The energy is amazingly calm at the same time respectful. There are no eager beavers walking around trying to cabeceo just about everyone. People sitting with contented air; looking like they might just dance, given the right song with the right partner.
The dancefloor, made of marble, while not the best, is quite danceable. The lighting is not too bright, nor too dim, it is just nice with a very healthy and community feel.
Dancers: Very good level of dancing. I went there with Norhayah and Melissa on my last friday night in Buenos Aires. We were the only non-locals that night. The girls were invited by the men every single tanda, and they enjoyed all of them. Some of the ladies I danced with, while they might not look technically perfect from the outside, were simply amazing to dance with, feeling so smooth and musical.
I had my best dance in Buenos Aires with a particular young milonguera. She is 17 and started dancing since she was 12, she told me her only teachers were her dad and the milonga dancefloor. She danced with so much feelings and communications, I felt the power of body conversation during a dance when I am dancing with her. We might be looking at the next Geraldine Rojas here!
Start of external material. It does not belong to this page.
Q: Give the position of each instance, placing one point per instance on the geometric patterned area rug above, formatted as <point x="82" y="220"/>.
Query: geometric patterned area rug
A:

No famous milongueros or teachers, except for the milonga organizer Celia herself, who is a warm lady, full of zest, and she looks like she is ready to kick the butt of any badly behanving dancer.
The other one I can recognize is the milonguero they call 'El Chino'... no not me.
Floorcraft: Whether is it the vigilance of Celia or the fact that they only dancers here are pure old milongueros, the dancefloor always feel well ordered and spacious. Down here not only you would not get bumped, you also feel that you have sufficient space to express the music with more complicated figures.
Music: Best music in all the milongas by the famous and well loved DJ Dany! He plays Mi Romance by Tanturi, my favourite vals!
He also plays an occassional Rock, Swing or Cumbia. It is a hoot to see the argentines boogie away! There is one particular old couple which I enjoy watching always; The lady, swinging pasionately, strutting her stuff, while her husband just calmly vibrates on the spot!
What I Like Least: Dancing in front of the old milongueros and have them looking at me, made me quite nervous. I was afraid to make a wrong step and get labelled by them as a bad dancer.
Memories: My very first milonga in Buenos Aires in August 2006. My very first dance with a lady called Maria; she cabeceo-ed me! And later on she asked me to look up more and not be so shy. Ahh... how time flies.
Other Nice Places: Afternoons at Viejo Correo, Av. Diaz Velez 4820 or Nino Bien. At night, the hip and trendy Salon Canning.